Edward Felten reports that Adobe is discovering the downside of the DMCA:

Here is the story, as far as I can tell at this point: Any TrueType-compatible font can be labeled with bits saying whether permission is granted to embed the font into documents. Adobe Acrobat apparently does not always obey the bits’ commands. Adobe says they have good reasons for this, and that in any case Acrobat’s use of fonts does not infringe any copyright. The other party (International Typeface Corporation, or ITC) says that Acrobat is a DMCA-violating circumvention device.
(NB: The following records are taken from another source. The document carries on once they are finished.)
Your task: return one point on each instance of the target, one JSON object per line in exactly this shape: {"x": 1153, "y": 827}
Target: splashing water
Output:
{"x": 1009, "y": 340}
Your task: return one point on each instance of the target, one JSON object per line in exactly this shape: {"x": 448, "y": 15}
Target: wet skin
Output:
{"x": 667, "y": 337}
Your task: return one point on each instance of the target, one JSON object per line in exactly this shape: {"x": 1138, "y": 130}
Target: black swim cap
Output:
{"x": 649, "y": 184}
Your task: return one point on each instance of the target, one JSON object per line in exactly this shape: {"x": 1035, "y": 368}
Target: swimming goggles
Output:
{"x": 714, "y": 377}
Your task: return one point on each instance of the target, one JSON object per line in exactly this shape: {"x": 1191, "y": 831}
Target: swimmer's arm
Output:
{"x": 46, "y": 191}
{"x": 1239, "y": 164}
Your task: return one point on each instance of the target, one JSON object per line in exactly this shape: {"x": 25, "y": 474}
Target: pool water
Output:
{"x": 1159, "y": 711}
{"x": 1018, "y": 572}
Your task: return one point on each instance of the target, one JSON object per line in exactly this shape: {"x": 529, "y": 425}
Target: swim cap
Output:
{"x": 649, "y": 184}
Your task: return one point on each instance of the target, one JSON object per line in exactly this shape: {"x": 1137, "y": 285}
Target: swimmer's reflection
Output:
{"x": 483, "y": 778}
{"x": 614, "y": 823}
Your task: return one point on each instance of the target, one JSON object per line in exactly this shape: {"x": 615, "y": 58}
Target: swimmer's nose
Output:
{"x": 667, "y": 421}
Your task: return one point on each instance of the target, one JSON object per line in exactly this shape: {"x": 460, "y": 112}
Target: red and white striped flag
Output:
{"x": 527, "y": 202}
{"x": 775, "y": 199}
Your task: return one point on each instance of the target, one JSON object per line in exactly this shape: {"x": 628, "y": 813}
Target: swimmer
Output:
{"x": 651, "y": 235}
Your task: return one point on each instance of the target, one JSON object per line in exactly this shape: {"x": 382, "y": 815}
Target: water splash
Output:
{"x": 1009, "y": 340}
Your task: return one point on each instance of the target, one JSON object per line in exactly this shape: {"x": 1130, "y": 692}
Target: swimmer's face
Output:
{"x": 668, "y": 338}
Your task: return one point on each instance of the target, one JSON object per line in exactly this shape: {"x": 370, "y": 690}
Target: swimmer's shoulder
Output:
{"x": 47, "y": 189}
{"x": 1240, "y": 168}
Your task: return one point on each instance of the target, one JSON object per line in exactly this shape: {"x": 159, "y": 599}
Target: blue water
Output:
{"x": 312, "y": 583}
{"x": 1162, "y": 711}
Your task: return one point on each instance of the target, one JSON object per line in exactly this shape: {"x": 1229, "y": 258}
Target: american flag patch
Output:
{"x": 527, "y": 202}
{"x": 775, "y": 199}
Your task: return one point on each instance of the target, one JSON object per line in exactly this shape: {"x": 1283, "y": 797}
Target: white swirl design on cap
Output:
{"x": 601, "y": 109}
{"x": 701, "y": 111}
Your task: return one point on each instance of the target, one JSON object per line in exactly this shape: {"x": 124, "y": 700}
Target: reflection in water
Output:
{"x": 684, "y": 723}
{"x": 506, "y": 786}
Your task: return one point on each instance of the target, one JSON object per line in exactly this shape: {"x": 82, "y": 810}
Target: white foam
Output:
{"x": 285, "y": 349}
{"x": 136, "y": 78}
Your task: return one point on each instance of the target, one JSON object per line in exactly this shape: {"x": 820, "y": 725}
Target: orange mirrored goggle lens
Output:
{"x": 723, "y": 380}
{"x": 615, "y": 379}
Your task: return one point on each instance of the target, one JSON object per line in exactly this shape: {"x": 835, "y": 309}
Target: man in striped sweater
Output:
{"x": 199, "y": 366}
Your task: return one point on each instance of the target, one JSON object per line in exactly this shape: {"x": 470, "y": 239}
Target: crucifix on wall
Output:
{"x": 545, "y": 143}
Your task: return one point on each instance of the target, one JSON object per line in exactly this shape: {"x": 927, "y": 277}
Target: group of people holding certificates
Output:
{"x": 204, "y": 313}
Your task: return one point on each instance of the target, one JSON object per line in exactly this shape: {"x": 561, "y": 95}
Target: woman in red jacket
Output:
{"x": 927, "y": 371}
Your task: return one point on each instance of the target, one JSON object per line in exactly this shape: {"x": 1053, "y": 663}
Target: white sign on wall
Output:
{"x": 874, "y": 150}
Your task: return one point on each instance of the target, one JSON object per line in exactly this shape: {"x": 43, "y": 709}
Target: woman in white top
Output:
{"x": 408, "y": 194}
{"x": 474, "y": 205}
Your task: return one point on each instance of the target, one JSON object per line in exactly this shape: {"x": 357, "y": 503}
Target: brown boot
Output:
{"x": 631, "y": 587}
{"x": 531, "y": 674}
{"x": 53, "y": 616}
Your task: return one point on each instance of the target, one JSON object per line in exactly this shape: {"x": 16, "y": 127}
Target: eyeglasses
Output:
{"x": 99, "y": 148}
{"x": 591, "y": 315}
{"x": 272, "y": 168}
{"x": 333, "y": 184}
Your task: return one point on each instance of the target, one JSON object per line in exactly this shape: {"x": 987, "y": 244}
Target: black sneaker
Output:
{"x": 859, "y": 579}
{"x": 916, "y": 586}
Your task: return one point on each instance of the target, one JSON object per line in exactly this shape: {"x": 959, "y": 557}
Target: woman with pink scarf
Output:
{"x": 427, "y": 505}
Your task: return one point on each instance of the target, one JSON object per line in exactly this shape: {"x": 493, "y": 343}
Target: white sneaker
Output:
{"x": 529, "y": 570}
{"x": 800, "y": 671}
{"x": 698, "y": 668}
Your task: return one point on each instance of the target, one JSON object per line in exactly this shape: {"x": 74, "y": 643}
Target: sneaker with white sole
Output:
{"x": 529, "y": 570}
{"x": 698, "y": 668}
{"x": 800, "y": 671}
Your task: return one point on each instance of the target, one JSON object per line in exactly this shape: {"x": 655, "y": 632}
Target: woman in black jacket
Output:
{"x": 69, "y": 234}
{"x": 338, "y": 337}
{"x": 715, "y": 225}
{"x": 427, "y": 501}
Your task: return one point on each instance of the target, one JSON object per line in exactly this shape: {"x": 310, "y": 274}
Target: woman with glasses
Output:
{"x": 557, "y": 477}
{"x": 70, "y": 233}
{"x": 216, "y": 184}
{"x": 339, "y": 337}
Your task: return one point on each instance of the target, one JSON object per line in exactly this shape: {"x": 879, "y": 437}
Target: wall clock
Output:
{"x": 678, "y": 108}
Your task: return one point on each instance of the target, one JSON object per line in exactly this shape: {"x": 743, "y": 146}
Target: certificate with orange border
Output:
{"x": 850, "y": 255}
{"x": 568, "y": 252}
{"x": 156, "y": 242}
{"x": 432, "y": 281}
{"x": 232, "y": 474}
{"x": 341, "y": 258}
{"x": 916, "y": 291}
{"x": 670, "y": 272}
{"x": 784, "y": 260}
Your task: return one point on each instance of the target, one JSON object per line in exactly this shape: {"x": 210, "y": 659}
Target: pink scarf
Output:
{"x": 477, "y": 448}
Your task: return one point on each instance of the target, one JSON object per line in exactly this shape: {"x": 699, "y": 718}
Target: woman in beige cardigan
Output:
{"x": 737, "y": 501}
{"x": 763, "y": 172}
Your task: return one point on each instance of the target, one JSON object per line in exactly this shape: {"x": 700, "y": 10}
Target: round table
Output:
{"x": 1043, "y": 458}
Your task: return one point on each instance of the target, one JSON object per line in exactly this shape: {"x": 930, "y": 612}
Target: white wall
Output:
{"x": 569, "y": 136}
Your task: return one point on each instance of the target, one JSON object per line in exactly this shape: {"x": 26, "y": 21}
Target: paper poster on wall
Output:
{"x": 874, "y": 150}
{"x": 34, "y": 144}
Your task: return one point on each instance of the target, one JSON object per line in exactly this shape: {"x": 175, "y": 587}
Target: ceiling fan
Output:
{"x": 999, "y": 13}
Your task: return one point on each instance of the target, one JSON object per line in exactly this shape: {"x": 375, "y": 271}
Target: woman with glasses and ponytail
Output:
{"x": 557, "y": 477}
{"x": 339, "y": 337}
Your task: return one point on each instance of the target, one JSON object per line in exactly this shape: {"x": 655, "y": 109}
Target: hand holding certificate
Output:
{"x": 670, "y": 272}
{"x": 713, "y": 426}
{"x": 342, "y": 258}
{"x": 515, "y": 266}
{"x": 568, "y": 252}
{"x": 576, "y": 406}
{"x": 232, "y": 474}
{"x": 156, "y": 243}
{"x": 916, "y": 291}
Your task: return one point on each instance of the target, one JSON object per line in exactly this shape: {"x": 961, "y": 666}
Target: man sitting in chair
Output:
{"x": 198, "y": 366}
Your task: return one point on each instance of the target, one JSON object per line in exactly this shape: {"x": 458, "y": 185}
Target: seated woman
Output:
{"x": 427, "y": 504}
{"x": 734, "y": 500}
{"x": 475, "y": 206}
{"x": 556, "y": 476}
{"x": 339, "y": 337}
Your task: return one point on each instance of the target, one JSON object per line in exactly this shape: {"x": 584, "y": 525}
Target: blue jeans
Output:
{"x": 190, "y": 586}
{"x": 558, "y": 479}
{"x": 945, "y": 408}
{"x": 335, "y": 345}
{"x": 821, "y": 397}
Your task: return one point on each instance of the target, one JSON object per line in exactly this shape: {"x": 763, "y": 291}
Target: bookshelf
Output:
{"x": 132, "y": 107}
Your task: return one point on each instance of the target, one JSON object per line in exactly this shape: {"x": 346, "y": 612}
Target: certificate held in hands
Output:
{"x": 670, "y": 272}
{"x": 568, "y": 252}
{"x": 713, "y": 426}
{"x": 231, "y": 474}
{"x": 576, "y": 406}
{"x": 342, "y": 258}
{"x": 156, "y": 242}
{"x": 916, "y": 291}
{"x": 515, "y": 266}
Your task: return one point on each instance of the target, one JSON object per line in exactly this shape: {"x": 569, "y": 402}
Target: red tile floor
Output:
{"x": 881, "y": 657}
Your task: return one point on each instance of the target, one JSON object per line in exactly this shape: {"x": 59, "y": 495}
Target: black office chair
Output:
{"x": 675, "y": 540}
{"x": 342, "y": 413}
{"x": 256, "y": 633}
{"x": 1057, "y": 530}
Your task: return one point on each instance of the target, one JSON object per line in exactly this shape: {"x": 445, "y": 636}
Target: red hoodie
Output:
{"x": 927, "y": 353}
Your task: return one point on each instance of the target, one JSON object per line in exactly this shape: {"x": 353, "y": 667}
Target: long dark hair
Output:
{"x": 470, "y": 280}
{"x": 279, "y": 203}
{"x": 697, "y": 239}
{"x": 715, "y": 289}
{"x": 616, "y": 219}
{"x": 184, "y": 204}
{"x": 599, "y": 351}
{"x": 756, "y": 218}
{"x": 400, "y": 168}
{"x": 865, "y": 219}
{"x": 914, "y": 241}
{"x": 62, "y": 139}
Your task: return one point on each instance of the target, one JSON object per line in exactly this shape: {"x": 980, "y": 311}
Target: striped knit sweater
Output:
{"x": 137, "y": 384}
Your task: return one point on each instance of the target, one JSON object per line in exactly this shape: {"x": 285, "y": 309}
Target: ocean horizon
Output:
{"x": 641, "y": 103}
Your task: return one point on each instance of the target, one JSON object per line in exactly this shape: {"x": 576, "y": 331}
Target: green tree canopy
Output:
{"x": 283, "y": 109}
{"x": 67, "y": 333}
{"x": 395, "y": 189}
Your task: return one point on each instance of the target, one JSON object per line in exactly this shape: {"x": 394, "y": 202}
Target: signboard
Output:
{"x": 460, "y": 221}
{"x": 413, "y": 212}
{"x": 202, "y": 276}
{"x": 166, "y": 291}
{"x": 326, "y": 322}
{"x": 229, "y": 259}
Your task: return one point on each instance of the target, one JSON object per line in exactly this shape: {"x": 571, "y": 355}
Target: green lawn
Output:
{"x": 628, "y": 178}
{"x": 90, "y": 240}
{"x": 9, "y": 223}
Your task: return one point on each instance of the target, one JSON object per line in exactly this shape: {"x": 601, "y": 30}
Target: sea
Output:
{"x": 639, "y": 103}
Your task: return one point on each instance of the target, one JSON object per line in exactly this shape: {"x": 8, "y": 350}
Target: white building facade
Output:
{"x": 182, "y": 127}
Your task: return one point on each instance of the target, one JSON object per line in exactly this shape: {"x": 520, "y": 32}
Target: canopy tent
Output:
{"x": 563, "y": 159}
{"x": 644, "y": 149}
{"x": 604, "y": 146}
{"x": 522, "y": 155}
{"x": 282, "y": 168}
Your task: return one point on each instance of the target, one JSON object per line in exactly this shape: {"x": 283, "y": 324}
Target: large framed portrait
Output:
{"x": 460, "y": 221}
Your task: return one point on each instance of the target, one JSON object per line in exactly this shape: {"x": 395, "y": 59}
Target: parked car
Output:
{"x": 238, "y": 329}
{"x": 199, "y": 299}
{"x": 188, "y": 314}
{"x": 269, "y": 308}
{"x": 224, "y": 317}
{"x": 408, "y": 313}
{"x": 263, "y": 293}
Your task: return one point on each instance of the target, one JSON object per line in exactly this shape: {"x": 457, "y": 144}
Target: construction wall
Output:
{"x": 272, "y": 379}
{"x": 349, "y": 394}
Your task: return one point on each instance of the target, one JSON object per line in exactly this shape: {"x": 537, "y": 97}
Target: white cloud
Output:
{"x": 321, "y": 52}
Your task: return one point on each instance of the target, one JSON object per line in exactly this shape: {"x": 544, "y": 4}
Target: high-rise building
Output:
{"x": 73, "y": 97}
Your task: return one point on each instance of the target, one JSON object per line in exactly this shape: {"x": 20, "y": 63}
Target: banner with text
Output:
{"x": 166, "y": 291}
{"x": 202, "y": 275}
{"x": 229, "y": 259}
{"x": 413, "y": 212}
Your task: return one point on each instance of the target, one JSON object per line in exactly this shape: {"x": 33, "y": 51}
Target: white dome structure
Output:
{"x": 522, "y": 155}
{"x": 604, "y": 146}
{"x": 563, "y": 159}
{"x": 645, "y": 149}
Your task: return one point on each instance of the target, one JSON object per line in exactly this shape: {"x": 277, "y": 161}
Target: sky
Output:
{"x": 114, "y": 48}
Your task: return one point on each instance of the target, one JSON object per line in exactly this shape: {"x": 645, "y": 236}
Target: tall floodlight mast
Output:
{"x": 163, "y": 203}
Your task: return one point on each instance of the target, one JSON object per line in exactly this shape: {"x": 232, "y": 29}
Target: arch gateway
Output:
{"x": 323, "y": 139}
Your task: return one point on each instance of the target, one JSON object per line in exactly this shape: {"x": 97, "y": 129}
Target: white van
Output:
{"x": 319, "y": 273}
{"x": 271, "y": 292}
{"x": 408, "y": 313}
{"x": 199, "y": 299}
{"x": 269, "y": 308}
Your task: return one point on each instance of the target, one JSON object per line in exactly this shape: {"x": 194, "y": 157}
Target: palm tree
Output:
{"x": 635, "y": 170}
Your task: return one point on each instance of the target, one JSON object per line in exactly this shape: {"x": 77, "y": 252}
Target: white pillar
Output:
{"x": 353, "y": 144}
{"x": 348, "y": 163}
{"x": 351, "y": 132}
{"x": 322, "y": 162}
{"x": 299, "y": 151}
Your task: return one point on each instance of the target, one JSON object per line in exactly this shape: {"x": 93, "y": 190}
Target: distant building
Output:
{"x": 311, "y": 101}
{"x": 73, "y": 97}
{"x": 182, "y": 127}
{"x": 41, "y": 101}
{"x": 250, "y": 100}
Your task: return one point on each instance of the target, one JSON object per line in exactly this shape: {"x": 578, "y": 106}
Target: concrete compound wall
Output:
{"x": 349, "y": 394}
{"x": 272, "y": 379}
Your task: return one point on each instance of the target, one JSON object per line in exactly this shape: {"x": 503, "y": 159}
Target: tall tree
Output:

Acrobat reader is, as you probably know, a very widespread and useful way of sharing typeset documents. If it turns out to be a “circumvention device” under the DMCA’s rules, it would be either (a) a disaster for Adobe and everyone who uses PDF files, or (b) an illustration of the DMCA’s absurdly wide sweep. As Felten says, “there is some karmic justice in the fact that Adobe, which kicked off the Sklyarov/Elcomsoft DMCA mess, now finds itself on the other end of a DMCA threat.”

My own take on this stuff is forthcoming in a review article in the Journal of Political Philosophy this winter. You can read the proofs of the article, Digital Technology and Cultural Goods, if you like. It’s in, um, PDF format.